Eberhard Umbach1, Thomas Schmidt1, Helder Marchetto2, Ulrich Groh1, Rainer Fink3, and the SMART collaboration
1Experimentelle Physik II, Universität Würzburg, D-97074 Würzburg, Germany
2Fritz-Haber-Institut der Max-Planck Gesellschaft, D-14195 Berlin, Germany
3Physikalische Chemie II, Universität Erlangen, D-91058 Erlangen, Germany
It is a dream of surface science to apply sophisticated surface methods, such as Low Energy Electron Diffraction, X-ray Photoemission, Angle-resolved UV Photoemission, Photoelectron Diffraction, X-ray Absorption, and X-ray induced Auger Spectroscopy, with high spatial resolution and to combine them with microscopic techniques. The development of such instruments, called micro-spectro-scopes (scanning instruments) or spectro-microscopes (imaging instruments), has lead to numerous successful approaches which are called Low Energy Electron Microscopes (LEEM) or (X-ray) Photoelectron Emission Microscopes (X-PEEM) and are commercially available today. The heart of these instruments is usually a simple low-energy EM consisting of objective and projective lens systems and a 2-dim detector. However, due to chromatic and spherical aberrations these instruments are limited in their spatial and energy resolution.
A collaboration of several groups from universities, a Max-Planck-Institute, the Zeiss company, and BESSY has designed and built a new type of spectro-microscope that combines a "normal" LEEM/PEEM instrument with aberration corrections (both, chromatic and spherical simultaneously) and energy resolution using an imaging energy filter. The instrument is installed at BESSY II and uses x-ray or UV photons and electrons as sources. Theoretically, a spatial resolution of 0.5 nm at an energy resolution of less than 100 meV is achievable at more than a hundred times higher transmission compared to conventional LEEM/PEEM instruments due to a large acceptance angle. This instrument called SMART has been developed in three stages with experiments after completion of each stage and is now in the final phase of testing and commissioning. The concept, the technical realization, and the present achievements will be reported.

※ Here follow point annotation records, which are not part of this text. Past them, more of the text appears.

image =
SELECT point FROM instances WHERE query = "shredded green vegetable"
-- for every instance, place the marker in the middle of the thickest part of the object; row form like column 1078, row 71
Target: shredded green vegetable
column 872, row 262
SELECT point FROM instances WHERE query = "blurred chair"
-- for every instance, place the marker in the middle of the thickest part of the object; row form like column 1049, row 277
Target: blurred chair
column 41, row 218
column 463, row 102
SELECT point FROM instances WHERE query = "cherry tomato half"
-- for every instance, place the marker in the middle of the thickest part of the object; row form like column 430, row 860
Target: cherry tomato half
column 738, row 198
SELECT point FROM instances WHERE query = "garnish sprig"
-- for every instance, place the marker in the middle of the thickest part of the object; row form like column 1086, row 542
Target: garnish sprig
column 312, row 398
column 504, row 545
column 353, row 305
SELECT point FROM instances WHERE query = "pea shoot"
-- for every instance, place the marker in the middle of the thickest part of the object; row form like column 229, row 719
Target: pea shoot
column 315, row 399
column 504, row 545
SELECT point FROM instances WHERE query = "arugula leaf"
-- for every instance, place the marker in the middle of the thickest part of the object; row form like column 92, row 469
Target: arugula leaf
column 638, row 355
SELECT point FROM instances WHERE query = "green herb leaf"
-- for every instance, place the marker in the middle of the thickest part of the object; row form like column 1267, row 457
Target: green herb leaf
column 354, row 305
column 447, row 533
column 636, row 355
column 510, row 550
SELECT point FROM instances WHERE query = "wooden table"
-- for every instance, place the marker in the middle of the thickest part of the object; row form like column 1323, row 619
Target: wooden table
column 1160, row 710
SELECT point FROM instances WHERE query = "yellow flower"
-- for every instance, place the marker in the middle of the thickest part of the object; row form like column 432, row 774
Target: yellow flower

The SMART allows to combine nearly simultaneously various electron microscopy techniques (e.g. LEEM, PEEM, X-PEEM, MEM) with various high-resolution electron spectroscopy and electron diffraction techniques from small sample spots (e.g. nano-XPS, -ARUPS, -XAS, -LEED). First experiments on the growth properties and growth dynamics of organic thin films, their dependence on the substrate and substrate morphology, the molecular orientation, and the internal structure of microcrystallites of organic molecules show the potential of the instrument and will be presented in the talk.